Mann and Wakata later joined NASA astronauts Josh Cassada and Frank Rubio and continued preparing for a spacewalk planned to start at 7:25 a.m. EST on Saturday. The quartet reviewed the steps Cassada and Rubio will use to install a roll-out solar array on the station’s Starboard- 4 truss segment during the seven-hour excursion. Mann and Wakata will be inside the station supporting the duo before, during, and after the spacewalk.

The roll-out-solar array, also known as an International Space Station Roll-Out Solar Array, or iROSA, was extracted from inside the SpaceX Dragon resupply ship’s unpressurized trunk by ground controllers remotely commanding the Canadarm2 robotic arm. The iROSA was then placed on a starboard truss structure attachment point.
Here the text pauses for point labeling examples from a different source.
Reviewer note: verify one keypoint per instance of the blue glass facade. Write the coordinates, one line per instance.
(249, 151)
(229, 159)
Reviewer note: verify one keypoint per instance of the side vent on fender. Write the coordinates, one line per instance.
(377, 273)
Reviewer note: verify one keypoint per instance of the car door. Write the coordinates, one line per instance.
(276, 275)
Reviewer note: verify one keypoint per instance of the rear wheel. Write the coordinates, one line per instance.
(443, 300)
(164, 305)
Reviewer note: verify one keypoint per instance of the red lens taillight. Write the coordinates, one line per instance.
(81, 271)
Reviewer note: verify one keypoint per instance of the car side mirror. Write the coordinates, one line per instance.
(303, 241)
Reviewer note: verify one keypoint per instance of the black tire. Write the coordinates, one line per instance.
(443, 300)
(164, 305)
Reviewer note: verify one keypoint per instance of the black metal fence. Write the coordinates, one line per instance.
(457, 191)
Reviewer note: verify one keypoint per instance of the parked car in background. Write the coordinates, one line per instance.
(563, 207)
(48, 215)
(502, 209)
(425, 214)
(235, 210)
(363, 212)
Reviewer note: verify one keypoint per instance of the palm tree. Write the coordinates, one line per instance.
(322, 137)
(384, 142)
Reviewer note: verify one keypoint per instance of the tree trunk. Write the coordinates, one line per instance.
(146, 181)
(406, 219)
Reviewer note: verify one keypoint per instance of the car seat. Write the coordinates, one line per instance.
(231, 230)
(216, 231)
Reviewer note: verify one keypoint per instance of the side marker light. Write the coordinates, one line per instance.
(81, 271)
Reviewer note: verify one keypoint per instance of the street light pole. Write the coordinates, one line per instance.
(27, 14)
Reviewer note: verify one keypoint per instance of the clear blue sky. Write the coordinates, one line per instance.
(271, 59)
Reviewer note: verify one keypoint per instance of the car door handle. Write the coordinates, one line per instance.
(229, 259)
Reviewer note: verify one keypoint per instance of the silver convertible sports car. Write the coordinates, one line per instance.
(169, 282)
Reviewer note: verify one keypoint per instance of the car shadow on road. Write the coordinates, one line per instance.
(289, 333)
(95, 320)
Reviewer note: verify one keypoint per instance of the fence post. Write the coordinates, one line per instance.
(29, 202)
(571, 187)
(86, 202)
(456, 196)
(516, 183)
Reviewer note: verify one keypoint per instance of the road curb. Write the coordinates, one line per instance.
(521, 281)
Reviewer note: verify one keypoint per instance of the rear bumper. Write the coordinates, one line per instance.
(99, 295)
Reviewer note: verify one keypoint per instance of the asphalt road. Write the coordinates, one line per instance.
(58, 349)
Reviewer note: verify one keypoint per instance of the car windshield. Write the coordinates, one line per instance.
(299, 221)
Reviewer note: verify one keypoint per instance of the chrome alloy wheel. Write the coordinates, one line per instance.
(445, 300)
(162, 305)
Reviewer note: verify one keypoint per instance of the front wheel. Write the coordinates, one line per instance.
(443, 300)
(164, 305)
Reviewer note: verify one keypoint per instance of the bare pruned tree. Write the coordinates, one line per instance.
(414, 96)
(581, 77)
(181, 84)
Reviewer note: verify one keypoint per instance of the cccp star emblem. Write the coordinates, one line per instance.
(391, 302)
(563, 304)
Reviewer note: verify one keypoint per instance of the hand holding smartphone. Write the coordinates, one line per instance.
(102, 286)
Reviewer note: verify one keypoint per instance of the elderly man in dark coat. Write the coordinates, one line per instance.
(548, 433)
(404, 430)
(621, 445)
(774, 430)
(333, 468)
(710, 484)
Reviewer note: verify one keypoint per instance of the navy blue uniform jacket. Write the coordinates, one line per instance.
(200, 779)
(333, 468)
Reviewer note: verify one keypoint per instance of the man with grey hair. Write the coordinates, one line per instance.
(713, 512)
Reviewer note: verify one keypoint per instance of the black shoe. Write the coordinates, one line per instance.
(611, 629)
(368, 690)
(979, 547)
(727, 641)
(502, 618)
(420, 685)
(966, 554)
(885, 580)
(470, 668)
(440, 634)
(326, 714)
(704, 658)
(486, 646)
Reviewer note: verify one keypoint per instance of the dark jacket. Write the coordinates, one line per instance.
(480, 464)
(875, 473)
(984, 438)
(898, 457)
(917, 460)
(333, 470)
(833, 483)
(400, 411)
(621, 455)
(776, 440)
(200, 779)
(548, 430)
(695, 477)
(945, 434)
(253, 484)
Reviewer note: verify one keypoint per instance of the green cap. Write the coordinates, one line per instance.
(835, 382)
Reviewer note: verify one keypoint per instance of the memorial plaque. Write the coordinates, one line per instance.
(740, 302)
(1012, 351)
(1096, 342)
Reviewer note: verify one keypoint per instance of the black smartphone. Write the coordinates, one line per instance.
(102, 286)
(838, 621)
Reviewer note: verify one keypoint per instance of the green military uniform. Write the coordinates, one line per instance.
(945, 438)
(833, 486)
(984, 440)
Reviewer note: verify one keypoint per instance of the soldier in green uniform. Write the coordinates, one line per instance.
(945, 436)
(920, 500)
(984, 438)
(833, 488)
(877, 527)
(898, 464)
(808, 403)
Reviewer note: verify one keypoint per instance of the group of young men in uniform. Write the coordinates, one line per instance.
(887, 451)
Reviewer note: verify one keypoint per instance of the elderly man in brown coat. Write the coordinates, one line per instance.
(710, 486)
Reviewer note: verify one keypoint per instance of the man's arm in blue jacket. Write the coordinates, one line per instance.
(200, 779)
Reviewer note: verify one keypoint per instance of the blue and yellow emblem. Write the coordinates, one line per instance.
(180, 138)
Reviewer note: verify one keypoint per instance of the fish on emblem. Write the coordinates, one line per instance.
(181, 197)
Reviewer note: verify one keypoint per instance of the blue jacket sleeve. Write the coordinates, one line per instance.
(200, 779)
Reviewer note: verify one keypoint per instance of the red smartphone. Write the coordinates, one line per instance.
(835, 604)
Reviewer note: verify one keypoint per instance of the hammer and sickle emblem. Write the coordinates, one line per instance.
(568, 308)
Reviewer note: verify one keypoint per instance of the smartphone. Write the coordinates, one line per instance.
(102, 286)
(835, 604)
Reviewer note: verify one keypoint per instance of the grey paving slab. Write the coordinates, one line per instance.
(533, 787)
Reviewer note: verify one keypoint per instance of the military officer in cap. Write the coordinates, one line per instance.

From there, the spacewalkers will retrieve the roll-out solar array on Saturday and install it on the starboard truss segment. The new iROSA is augmenting the space station’s power generation system.

The space station’s three cosmonauts spent Thursday servicing a variety of life support hardware and space station gear. Roscosmos Commander Sergey Prokopyev began the day checking cameras and their components before cleaning the Zvezda service module’s ventilation system. Flight Engineer Dmitri Petelin completed his 24-hour heart monitoring activity on Thursday morning then worked on Ethernet cable connections and orbital plumbing gear. Flight Engineer Anna Kikina spent the day maintaining an assortment of station systems and their components ensuring the orbiting lab operates in tip-top shape.